Developer review remains one of the most important steps in AI-assisted development.
Real-World Example
Imagine you're building a Laravel-based online bookstore.
While creating the checkout process, Cursor AI suggests replacing several repeated validation blocks with a reusable Form Request class.
It also recommends:
- Renaming unclear variables.
- Extracting tax calculation into a separate service.
- Adding exception handling.
- Improving API response formatting.
- Using pagination for large product lists.
Instead of accepting every recommendation immediately, you review each suggestion individually.
Some suggestions are applied directly, while others are modified to match your company's coding standards and business requirements.
After testing the application, the final implementation is cleaner, more maintainable, and easier for the development team to understand.
Benefits of AI Suggestions
Using Cursor AI suggestions provides several advantages.
These include:
- Faster development.
- Cleaner code.
- Better readability.
- Improved learning.
- Reduced repetitive work.
- Better consistency.
- Easier maintenance.
- Increased productivity.
These benefits become more valuable as projects increase in size and complexity.
Best Practices
To make the most of AI suggestions:
- Read every suggestion carefully.
- Understand the reasoning behind each recommendation.
- Modify suggestions when necessary.
- Reject suggestions that don't fit your project.
- Ask follow-up questions to improve results.
- Test all accepted changes.
- Continue learning instead of depending entirely on AI.

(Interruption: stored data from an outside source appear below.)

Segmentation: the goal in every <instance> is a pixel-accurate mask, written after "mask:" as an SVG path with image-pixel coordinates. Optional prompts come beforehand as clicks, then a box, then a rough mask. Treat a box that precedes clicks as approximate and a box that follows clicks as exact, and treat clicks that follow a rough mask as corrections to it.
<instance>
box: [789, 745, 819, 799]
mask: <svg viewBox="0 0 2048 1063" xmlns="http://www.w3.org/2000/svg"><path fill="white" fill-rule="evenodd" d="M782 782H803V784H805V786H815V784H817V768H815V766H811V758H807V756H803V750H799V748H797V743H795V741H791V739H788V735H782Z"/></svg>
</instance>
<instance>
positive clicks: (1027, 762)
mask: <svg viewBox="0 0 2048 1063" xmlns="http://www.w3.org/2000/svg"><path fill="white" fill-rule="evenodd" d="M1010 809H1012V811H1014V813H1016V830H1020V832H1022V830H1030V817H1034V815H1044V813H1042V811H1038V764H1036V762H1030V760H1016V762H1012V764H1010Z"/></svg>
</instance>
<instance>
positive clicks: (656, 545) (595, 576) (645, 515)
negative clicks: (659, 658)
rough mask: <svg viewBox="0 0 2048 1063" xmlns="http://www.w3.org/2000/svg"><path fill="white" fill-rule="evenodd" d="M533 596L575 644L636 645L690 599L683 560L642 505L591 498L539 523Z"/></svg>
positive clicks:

These habits help developers use AI effectively while maintaining full control over their code.
Common Mistakes
Many beginners misuse AI suggestions.
Common mistakes include:
- Accepting every suggestion automatically.
- Ignoring project requirements.
- Skipping code reviews.
- Never testing accepted suggestions.
- Depending entirely on AI for decision-making.
- Assuming AI always knows the best solution.
Responsible use of AI leads to better software and stronger programming skills.